Fragment
1. Mai 1989
Liebes Tagebuch,
Vandaag was de grote Maitag parade op de Karl-Marx. De troep Junge Pionieren stond er netjes bij en ik had het idee dat we wel indruk maakten op de aanwezige Partei-bonzen. Na afloop kwam een jongen naar me toe. Hij had mij gezien in de parade samen met mijn kinderen. Hij was aardig en helemaal mijn type. Ken je dat, dat je gewoon eventjes niet meer weet waar je ‘t moet zoeken? Tom, heette hij. Lang, tegen de 1,85 toch wel. Maar ja, met mijn iets-meer-dan-1,60 is iemand al snel lang. Hij was stevig maar niet dik, donkerblond haar en van die diepe bruine ogen waar je jezelf in kwijt kan raken.

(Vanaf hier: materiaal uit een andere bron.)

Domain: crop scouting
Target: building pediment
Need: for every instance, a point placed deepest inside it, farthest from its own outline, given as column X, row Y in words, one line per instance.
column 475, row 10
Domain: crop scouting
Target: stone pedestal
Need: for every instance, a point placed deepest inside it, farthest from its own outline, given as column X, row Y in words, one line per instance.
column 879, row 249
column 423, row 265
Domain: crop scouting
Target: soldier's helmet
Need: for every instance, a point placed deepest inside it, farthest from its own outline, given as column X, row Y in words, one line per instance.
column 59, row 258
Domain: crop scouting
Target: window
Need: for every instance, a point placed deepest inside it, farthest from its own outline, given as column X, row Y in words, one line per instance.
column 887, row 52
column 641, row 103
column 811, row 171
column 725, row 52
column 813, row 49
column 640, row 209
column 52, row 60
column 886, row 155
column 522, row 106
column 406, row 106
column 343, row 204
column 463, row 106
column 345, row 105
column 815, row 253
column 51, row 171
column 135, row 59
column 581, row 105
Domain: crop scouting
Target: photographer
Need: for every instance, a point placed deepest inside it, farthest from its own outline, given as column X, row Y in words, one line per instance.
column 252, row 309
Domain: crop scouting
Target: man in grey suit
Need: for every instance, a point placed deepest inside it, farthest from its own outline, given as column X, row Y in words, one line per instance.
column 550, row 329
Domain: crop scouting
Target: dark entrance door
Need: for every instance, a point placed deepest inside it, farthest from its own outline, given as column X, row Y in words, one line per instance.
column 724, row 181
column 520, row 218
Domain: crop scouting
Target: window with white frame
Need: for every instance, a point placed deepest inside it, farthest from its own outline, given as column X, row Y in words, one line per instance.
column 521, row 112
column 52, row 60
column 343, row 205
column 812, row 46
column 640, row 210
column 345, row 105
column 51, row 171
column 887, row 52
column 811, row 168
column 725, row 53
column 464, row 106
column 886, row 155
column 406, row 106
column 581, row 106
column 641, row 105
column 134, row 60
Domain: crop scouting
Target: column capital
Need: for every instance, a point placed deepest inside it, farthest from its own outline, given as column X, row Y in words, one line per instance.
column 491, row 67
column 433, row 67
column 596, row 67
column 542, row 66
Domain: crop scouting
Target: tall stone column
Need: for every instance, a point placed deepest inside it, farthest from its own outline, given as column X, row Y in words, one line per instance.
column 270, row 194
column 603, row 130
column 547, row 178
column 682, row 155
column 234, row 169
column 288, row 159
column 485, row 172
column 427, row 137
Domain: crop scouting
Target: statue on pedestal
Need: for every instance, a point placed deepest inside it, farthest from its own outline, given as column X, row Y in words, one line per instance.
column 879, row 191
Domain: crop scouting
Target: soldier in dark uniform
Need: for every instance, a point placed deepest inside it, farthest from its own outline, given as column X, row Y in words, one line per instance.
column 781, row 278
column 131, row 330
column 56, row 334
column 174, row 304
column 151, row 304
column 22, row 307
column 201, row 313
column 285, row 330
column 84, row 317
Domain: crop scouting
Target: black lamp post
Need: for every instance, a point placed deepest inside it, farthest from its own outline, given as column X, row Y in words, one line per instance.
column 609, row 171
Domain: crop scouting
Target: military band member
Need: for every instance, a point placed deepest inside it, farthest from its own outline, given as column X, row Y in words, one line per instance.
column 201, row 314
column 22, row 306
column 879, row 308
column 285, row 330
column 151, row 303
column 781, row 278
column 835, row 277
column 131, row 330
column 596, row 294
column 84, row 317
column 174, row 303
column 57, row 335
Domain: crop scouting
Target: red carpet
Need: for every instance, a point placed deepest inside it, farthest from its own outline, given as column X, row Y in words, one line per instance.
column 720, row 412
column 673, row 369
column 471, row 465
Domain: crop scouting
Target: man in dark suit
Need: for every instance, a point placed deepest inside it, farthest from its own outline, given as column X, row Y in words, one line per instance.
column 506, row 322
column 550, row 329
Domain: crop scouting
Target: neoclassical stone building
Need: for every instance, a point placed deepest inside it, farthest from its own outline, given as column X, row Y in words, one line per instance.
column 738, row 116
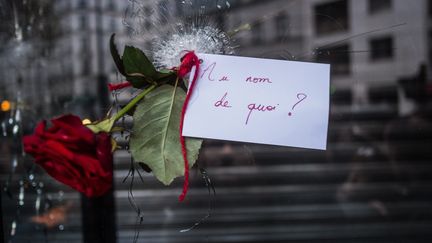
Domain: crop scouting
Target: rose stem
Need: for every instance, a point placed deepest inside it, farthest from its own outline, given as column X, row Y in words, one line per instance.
column 133, row 102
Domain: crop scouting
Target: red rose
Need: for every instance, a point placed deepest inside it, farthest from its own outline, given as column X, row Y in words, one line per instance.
column 73, row 154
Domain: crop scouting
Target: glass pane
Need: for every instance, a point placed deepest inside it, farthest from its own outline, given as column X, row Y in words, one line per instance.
column 371, row 184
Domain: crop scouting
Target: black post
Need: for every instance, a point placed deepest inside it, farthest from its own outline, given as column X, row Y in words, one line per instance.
column 1, row 220
column 98, row 219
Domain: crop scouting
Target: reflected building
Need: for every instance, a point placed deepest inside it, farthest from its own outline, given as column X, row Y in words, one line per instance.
column 370, row 44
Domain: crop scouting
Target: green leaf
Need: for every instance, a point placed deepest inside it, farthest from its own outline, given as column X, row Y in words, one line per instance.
column 155, row 135
column 137, row 64
column 116, row 57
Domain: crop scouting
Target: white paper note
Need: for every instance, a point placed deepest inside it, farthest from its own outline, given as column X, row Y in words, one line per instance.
column 260, row 101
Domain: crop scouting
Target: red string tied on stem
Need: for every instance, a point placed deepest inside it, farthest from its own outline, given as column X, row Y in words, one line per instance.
column 113, row 87
column 189, row 60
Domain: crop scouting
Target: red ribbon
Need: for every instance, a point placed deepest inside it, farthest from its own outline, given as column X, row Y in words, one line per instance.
column 189, row 61
column 113, row 87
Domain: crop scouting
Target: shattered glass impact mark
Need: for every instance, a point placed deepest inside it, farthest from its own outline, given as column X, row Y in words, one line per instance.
column 207, row 39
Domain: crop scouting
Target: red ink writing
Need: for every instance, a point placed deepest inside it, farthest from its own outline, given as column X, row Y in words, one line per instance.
column 222, row 102
column 224, row 78
column 209, row 69
column 254, row 107
column 258, row 80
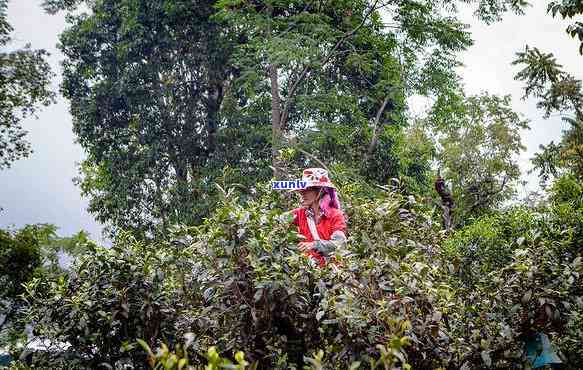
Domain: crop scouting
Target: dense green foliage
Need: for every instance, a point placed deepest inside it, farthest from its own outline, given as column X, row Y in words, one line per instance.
column 238, row 282
column 33, row 252
column 478, row 142
column 24, row 85
column 168, row 97
column 183, row 106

Hij had één of ander verhaal over wat hij van Berlijn vond in half-gebroken Duits. (Dit had je eerste hint moeten zijn, lieve schat!) Hij was op vakantie in mijn geboortestad met z'n ouders, of zoiets. Ik zat al niet meer echt te luisteren en een beetje weg te dromen. Iets met puppy-ogen en het effect op mijn aandachtsspanne. Na een jaar jongens afgezworen te hebben met dank aan Mikhael, geloof ik dat ik toch weer een beetje verliefd ben. Wel weer een Sovjet zoals mijn ex, of dat dacht ik in ieder geval. Ach, Natalya is ook Russisch en zij is mijn beste vriendin. Ze zijn dus vast niet allemaal getikt.
Op een gegeven moment kregen we het wel erg warm in de volle zon dus hij vroeg of er ergens iets van een ijssalon zat. (Salon? IJsbar! Dat had nog een hint moeten zijn Frau Blödkopf.) Snel zijn we bij die ene tent op de Karl-Marx even de koelte ingedoken en daar hebben we voor mijn gevoel uren zitten praten over van alles. Grappig hoe makkelijk dat ging. Normaal gesproken voel ik me toch altijd wel erg zelfbewust rond jongens. Maar met hem praten ging zo natuurlijk, alsof we elkaar al heel lang kennen. Voelt het zo om een ‘klik’ te hebben met een jongen, of wil ik dingen zien die er niet zijn?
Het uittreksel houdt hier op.